The figure below shows the storage locations for the 
entries --- on the left is a nonsymmetric chevron, on the right is
a symmetric or hermitian chevron.
\begin{center}
\makebox{
% \psfig{file=simple2.eps,width=2.2in,height=1.00in}
\psfig{file=../../Chv/doc/simple2.eps,width=2.2in,height=1.00in}
}
\end{center}
\par
Any storage format has advantages and disadvantages.
\begin{itemize}
\item[{\bf con}]
Moving along the diagonal is a nonconstant stride through memory.
The same holds for moving along a row in the lower part and along a
column in the upper part.
While the strides are nonconstant, they are easily determined,
particularly when starting in the first chevron.
This affects the search methods that look for a pivot in the (1,1)
block, the method that evaluates a pivot, 
the swap methods that swap rows and columns,
and the methods that extract the entries from the chevron to be
stored in the factor matrix.
\item[{{\bf pro}}]
Moving along a row in the upper part and along a column in the
lower part uses a unit stride.
This is useful when performing an update to the remaining part of
the front after a pivot element has been selected.
\item[{\bf pro}]
The assembly of data, be it from the original matrix stored by
chevrons, aggregate update fronts from other processes in a
parallel factorization, or postponed data when pivoting for
stability is used can be done in a straightforward manner.
\end{itemize}
\par
The chevron object exists within the context of a larger global
matrix, and so needs indices to define its rows and columns.

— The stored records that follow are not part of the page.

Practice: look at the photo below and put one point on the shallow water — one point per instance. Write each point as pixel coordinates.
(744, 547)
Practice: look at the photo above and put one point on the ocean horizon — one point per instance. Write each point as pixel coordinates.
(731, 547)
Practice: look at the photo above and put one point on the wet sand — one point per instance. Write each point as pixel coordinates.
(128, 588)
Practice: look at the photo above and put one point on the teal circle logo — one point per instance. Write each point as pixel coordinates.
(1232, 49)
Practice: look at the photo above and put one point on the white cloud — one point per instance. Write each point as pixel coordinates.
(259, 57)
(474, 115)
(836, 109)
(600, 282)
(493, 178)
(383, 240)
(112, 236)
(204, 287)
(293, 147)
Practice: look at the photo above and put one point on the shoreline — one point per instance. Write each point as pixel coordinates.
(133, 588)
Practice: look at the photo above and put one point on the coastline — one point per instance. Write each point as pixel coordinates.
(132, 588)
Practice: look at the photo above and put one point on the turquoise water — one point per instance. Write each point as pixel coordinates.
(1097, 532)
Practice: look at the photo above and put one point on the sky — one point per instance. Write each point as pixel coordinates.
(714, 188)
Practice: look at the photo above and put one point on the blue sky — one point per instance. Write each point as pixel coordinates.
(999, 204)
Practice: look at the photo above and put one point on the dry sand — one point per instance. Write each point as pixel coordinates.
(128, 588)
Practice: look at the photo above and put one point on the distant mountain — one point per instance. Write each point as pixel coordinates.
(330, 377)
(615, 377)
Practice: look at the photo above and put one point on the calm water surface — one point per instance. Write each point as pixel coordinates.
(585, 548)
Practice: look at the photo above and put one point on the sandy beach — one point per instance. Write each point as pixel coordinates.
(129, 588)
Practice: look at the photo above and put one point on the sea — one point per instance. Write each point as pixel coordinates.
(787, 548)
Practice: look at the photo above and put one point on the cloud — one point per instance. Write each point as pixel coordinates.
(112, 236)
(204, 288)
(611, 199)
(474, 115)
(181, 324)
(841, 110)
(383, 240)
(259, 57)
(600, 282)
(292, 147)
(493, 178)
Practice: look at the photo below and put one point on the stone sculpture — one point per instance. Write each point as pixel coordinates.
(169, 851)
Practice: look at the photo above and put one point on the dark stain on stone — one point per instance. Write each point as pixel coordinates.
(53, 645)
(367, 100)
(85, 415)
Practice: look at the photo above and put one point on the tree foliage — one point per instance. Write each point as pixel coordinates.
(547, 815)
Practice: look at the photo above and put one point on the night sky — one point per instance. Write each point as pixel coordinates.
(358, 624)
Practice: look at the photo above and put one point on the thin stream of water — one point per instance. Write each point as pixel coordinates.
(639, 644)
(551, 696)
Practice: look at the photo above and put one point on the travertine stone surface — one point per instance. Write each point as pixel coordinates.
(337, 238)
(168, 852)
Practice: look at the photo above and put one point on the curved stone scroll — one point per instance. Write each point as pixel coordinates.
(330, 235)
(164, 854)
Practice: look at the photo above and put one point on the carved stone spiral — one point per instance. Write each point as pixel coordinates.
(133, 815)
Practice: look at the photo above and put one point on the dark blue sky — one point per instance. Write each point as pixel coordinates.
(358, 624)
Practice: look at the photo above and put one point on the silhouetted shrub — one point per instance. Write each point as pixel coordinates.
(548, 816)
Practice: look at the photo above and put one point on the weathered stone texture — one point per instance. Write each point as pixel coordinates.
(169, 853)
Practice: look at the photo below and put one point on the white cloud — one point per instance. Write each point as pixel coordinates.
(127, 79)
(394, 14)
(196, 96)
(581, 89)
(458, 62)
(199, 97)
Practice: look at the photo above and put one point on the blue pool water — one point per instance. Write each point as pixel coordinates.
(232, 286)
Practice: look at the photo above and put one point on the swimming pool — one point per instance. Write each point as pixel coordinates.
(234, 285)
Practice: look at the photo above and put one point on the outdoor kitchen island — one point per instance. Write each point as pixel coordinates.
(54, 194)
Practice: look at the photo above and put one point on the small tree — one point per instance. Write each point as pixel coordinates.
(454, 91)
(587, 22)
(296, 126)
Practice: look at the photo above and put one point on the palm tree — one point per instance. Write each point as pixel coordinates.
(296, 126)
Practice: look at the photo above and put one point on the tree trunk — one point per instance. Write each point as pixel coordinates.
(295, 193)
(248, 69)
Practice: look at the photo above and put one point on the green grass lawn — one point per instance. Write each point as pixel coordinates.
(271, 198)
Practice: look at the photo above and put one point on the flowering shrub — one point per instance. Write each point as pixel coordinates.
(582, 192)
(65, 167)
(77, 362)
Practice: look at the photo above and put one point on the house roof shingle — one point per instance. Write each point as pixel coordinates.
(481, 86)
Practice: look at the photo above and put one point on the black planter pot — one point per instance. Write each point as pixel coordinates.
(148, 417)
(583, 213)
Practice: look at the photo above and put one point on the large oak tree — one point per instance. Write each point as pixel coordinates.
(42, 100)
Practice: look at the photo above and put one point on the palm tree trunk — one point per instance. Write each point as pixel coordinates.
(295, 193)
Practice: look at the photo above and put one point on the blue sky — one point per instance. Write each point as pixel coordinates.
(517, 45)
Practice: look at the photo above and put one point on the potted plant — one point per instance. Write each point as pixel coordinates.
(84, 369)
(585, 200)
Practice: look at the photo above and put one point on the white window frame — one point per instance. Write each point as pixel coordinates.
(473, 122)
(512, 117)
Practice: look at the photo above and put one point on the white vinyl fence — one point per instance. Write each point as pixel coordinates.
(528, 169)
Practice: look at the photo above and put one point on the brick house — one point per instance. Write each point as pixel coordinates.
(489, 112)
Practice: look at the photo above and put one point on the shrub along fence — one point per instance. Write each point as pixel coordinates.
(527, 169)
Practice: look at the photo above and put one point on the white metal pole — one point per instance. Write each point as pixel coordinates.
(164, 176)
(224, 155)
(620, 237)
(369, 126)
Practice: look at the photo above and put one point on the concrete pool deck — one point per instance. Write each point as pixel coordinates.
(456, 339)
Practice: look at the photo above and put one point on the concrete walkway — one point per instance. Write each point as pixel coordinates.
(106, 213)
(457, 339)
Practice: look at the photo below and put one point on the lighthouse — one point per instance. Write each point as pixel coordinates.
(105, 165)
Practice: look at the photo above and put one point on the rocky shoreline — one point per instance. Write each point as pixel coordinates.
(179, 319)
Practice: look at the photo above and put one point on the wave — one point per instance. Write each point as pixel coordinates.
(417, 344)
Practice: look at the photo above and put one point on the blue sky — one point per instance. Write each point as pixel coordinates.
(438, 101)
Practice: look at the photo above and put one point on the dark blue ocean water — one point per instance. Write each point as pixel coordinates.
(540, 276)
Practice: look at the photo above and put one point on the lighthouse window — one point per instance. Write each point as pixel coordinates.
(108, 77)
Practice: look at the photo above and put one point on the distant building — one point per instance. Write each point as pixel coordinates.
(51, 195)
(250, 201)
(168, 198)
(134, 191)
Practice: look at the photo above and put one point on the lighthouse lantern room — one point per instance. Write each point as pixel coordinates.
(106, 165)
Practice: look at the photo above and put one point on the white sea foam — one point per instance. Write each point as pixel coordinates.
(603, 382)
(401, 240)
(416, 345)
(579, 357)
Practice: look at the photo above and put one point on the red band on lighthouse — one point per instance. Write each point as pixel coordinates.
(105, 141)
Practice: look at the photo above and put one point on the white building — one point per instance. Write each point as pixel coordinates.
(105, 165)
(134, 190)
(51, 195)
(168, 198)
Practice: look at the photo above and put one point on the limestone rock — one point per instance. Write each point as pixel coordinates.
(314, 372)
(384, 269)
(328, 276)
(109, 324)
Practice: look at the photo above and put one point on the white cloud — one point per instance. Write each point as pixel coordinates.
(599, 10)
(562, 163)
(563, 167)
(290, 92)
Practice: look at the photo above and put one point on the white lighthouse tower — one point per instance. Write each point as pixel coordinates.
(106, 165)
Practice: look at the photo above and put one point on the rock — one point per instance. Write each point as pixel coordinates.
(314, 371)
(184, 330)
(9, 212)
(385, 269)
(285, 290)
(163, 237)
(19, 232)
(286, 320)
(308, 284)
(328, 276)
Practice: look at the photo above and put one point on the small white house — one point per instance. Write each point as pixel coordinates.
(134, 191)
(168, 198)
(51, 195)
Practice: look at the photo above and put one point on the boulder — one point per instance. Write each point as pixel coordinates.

For a symmetric or Hermitian matrix, we only store the column
indices.
For a nonsymmetric matrix, we store the both the row and column 
indices.
This second case may seem unnecessary, since we assume that the
larger global matrix has symmetric structure.
However, during a factorization with pivoting enabled,
a pivot element may be chosen from anywhere in the (1,1) block,
so the row indices and column indices may no longer be identical.
\par
A {\tt Chv} object is inherently a serial, single threaded object,
meaning it is designed so that only one thread or process ``owns''
or operates on a particular {\tt Chv} object.
A {\tt Chv} object is an ``atom'' of communication.
It stores postponed rows and columns to be assembled in a parent
front.
It might have to be written to and read from a file in an
out-of-core implementation.
In a distributed environment, it is communicated between processes.
For these reasons, we designed the object so that its data
(the scalars that describe its dimensions, id and type,
the row and column indices, and its entries) are found in
contiguous storage managed by a {\tt DV} object.
A file operation can be done with a single read or write,
a message can be sent without packing and unpacking data,
or defining a new datatype.
Managing working storage for a number of {\tt Chv} objects
is now simpler.
\par
When the {\tt Chv} object contains double precision {\it complex} data,
it stores and operates on them as double precision entries.
We follow the FORTRAN convention that the real and imaginary part
of a complex number are stored consecutively, the real part first
followed by the imaginary number.
In the above complex nonsymmetric matrix, 
the third diagonal entry is found
at location 38 {\it in terms of the complex numbers}, but its real
and imaginary parts are found in locations 2*38 = 76 and 2*38+1 = 77
of the double precision vector that stores the entries.
Computations are done in a mix of subroutine calls
(see {\tt Utilites/ZV.h}) and by expanding the complex arithmetic
into real arithmetic.
\par
The {\tt Chv} object ``knows'' about the {\tt IV}, {\tt DV} and
{\tt ZV} vector objects (for {\tt int}, {\tt double} and
{\tt double complex} data types),
the {\tt A2} object for dense 2-D arrays,
and the {\tt SubMtx} object for dense or sparse 2-D submatrices.
These {\tt IV}, {\tt DV}, {\tt ZV}, {\tt A2} and {\tt SubMtx} objects
are subordinate to the {\tt Chv} object.